Considering Bohr's atomic model for hydrogen atom:
(A) the energy of H atom in ground state is same as energy of He$$^+$$ ion in its first excited state.
(B) the energy of H atom in ground state is same as that for Li$$^{++}$$ ion in its second excited state.
(C) the energy of H atom in ground state is same as that of He$$^+$$ ion for its ground state.
(D) the energy of He$$^+$$ ion in its first excited state is same as that for Li$$^{++}$$ ion in its ground state.
Choose the correct answer from the options below:

The energy of an electron in a Bohr orbit of any hydrogen-like species (single-electron ion) is given by
$$E_n = -\dfrac{13.6\,\text{eV}\,Z^{2}}{n^{2}}$$
where $$Z$$ is the atomic number and $$n = 1,2,3,\ldots$$ is the principal quantum number.

For the hydrogen atom $$\left(Z = 1\right)$$ in its ground state $$\left(n = 1\right)$$:
$$E_{\text{H, ground}} = -\dfrac{13.6 \cdot 1^{2}}{1^{2}} = -13.6\ \text{eV}$$

He$$^{+}$$ ion has $$Z = 2$$.
First excited state means $$n = 2$$.
$$E_{\text{He}^{+},\,n=2} = -\dfrac{13.6 \cdot 2^{2}}{2^{2}} = -13.6\ \text{eV}$$
This equals the hydrogen ground-state energy, so statement (A) is correct.

Li$$^{++}$$ ion has $$Z = 3$$.
Second excited state means $$n = 3$$.
$$E_{\text{Li}^{++},\,n=3} = -\dfrac{13.6 \cdot 3^{2}}{3^{2}} = -13.6\ \text{eV}$$
Again equal to the hydrogen ground-state energy, so statement (B) is correct.

He$$^{+}$$ ground state: $$n = 1$$.
$$E_{\text{He}^{+},\,n=1} = -\dfrac{13.6 \cdot 2^{2}}{1^{2}} = -54.4\ \text{eV}$$
This is not equal to $$-13.6\ \text{eV}$$, so statement (C) is incorrect.

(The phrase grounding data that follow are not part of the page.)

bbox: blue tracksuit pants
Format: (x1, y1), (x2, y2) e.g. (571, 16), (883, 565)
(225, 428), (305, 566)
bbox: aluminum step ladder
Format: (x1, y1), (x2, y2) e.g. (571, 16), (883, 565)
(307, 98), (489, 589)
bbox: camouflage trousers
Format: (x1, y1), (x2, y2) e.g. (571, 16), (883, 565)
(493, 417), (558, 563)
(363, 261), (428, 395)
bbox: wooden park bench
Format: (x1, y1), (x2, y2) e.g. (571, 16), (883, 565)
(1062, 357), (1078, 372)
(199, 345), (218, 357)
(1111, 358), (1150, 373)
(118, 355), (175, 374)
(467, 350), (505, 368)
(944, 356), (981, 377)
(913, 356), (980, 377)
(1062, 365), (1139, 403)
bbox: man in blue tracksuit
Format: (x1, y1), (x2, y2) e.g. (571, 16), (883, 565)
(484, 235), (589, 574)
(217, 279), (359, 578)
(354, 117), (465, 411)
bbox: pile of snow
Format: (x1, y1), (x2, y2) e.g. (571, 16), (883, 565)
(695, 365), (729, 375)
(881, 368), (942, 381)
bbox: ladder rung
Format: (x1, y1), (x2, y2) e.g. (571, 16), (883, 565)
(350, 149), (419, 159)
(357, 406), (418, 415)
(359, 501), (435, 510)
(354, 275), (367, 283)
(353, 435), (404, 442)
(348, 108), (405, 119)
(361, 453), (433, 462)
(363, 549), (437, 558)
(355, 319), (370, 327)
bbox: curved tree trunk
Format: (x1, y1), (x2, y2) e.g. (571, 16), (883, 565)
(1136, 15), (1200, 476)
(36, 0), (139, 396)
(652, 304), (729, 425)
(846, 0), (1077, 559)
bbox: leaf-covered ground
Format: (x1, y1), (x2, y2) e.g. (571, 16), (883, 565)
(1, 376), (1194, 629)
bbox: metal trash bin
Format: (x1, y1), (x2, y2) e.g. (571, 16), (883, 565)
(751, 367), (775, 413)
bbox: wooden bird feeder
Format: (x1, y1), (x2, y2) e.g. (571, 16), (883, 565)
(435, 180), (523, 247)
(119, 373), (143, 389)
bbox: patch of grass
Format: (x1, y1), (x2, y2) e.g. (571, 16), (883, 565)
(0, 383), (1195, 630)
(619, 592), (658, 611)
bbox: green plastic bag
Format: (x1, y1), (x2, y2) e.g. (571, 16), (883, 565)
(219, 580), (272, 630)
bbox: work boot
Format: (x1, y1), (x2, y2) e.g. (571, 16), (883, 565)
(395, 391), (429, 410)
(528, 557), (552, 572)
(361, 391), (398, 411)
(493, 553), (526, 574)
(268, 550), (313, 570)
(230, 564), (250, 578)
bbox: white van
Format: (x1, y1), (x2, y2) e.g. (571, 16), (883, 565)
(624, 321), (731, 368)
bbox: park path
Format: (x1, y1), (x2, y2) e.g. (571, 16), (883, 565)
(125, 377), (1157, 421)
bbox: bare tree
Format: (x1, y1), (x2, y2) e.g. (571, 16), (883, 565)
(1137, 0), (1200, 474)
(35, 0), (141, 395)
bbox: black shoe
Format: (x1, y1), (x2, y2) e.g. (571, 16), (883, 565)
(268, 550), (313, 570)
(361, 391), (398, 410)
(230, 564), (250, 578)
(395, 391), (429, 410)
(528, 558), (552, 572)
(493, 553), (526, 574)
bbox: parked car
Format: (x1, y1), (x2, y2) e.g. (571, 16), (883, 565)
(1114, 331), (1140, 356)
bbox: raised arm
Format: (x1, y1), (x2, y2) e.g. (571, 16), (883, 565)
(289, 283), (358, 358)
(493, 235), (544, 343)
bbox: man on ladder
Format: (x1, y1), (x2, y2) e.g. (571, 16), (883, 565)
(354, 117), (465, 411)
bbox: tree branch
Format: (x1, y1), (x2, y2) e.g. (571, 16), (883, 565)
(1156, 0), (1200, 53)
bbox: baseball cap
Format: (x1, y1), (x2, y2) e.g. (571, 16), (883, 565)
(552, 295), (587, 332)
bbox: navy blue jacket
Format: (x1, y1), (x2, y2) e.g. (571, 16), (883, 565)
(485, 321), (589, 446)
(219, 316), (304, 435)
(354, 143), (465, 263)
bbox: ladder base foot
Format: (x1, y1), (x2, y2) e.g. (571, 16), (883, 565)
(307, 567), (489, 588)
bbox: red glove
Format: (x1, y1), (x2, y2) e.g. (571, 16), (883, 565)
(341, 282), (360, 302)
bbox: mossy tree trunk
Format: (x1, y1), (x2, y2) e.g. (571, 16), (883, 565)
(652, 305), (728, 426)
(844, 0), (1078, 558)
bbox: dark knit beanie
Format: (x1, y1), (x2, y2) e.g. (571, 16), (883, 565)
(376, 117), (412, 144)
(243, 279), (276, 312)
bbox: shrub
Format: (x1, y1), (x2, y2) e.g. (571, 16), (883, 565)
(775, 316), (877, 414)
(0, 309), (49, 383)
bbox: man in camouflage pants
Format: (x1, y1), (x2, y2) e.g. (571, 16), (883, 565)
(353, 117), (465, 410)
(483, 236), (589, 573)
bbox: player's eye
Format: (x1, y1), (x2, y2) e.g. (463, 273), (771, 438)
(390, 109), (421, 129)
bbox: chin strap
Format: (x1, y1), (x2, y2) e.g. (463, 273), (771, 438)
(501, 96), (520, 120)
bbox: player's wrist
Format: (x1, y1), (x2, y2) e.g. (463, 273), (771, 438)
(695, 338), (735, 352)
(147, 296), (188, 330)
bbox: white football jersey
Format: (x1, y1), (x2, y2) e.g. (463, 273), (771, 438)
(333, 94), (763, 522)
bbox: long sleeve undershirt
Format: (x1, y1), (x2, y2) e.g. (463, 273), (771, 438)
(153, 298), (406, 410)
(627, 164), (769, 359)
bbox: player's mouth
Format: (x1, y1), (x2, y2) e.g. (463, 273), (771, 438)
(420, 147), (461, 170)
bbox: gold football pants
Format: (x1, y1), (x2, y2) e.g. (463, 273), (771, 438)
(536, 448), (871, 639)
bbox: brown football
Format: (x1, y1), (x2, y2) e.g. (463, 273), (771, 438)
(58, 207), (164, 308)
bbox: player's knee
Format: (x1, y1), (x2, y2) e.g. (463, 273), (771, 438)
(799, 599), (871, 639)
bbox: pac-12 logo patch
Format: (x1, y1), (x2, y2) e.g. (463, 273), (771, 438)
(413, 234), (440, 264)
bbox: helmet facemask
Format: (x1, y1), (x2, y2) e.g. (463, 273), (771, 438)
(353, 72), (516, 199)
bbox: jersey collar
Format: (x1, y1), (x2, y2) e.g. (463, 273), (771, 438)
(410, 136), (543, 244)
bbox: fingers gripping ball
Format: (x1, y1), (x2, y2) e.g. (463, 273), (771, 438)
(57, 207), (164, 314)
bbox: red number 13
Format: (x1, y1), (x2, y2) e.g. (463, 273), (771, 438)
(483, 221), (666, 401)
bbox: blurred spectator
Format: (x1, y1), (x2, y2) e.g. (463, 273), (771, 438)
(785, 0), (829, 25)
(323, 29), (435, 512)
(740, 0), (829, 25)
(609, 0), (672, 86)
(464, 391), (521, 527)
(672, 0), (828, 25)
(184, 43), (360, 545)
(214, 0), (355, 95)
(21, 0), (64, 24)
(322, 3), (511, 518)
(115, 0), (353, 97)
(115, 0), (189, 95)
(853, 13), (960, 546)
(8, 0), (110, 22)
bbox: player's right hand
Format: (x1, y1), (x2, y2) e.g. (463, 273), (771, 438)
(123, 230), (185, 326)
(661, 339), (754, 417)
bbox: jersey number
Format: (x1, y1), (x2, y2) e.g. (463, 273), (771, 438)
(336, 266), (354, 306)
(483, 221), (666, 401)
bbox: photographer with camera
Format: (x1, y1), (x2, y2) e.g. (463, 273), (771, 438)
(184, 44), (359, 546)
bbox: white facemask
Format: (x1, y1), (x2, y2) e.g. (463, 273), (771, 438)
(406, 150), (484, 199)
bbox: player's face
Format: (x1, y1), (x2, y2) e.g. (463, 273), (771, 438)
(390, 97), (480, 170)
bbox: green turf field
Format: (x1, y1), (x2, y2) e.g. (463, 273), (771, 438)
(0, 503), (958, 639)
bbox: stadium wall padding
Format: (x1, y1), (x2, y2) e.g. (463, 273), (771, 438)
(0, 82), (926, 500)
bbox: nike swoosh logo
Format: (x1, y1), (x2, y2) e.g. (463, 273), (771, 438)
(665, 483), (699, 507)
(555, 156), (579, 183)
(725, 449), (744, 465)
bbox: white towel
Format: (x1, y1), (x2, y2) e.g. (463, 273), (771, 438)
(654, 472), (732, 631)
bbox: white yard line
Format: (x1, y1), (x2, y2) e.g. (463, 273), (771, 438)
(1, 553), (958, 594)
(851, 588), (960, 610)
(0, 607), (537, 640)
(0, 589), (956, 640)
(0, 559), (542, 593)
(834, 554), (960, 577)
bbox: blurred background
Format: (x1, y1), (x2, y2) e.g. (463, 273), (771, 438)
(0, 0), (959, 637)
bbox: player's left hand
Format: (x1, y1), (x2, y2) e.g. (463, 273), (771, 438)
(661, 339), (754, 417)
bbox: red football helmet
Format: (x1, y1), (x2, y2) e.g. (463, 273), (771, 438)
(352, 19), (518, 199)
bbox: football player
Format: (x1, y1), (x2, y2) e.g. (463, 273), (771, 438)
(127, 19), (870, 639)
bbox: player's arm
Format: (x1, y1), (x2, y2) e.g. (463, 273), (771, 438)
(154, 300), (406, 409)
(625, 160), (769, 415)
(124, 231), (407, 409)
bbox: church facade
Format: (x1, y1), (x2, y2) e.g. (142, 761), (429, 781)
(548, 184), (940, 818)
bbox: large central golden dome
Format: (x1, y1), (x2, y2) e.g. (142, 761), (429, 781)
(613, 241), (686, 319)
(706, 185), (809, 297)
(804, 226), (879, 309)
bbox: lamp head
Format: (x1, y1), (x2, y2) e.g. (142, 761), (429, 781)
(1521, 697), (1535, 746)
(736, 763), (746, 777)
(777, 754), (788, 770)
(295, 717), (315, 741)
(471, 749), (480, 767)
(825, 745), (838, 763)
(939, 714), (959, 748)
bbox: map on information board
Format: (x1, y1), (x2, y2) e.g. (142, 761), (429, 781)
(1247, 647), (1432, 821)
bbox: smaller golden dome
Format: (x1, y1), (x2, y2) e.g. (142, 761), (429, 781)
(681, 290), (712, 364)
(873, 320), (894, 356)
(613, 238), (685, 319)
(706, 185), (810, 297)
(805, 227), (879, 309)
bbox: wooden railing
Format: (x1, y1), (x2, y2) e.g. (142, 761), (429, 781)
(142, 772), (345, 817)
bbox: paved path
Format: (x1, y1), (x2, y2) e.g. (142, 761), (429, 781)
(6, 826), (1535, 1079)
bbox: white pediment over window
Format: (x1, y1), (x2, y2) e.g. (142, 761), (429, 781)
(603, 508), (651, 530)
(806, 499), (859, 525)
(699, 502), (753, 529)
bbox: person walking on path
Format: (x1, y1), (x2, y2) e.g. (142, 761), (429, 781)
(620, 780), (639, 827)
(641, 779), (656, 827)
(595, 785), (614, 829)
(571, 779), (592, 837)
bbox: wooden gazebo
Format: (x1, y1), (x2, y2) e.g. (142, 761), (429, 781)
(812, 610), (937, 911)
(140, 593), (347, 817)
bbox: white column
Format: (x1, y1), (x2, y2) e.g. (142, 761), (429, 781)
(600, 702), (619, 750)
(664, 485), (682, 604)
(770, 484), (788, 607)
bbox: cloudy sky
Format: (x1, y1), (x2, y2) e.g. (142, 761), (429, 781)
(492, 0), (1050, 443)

He$$^{+}$$ first excited state energy has already been found as $$-13.6\ \text{eV}$$.
Li$$^{++}$$ ground state: $$n = 1$$.
$$E_{\text{Li}^{++},\,n=1} = -\dfrac{13.6 \cdot 3^{2}}{1^{2}} = -122.4\ \text{eV}$$
These are not equal, so statement (D) is incorrect.

Only statements (A) and (B) are correct. Hence the correct option is Option B: (A), (B) only.